食品業者登録プラットフォームの詳細は、TFDAの公式ウェブサイト(英語)で確認できます。
台湾における輸入食品の水際検査メカニズム
台湾に輸入される食品は、全て食品安全衛生管理法に基づく「食品及び関連製品輸入査験弁法」に基づく検査の対象となります。検査は書類審査、現場検査(官能検査)、臨床検査(ラボ分析)の三つで構成されています。
台湾の輸入検査で最も特徴的なのは、過去の違反履歴や製品リスクに基づいた段階的な検査率の設定です。
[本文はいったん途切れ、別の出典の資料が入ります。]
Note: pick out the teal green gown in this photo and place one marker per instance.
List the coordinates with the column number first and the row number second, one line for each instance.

初めて輸入する製品やリスクが低いとされる製品には2%から10%の一般ランダム検査が適用されます。過去に違反事例がある品目や特定の監視対象には20%から50%の強化ランダム検査となります。連続して違反が発生した場合や重大なリスクが懸念される場合は100%のロット毎検査が命じられます。
日本の輸入届出制度と比較して、台湾のシステムは違反者に対するペナルティが非常に明確です。一度でも残留農薬基準値を超えるなどの違反が発見されると、強化ランダム検査へと格上げされます。さらに違反が続くと全量検査となり、検査結果が出るまで貨物を保税倉庫等に留め置く必要が生じます。保管料の増大や賞味期限の短縮といったビジネスリスクを招くことになります。
また、2018年からは水産物や乳製品、2019年からは卵製品や動物性油脂など、特定の系統的検査の対象品目が指定されています。これらは輸出国の衛生管理体制そのものが台湾側の要求を満たしていることが前提となります。台湾の査験体制は単なる現物検査から、輸出国の製造現場の管理にまでその範囲を広げているのが現状です。
台湾における日本産食品の輸入規制撤廃(2025年11月)

2011年の福島第一原発事故以降、台湾は日本産食品に対して世界でも類を見ないほど厳しい制限を課してきました。福島、茨城、栃木、群馬、千葉の5県産食品の一部輸入停止に加え、それ以外の都道府県産を含む全食品に対する産地証明書の要求、特定品目に対する放射性物質検査報告書の添付義務がありました。
2025年11月21日付で、これらの日本産食品に対する特有の輸入規制は全面的に撤廃されました。産地証明書と放射能検査報告書の添付義務がなくなり、福島等5県産食品も通常の輸入査験品目として扱われるようになりました。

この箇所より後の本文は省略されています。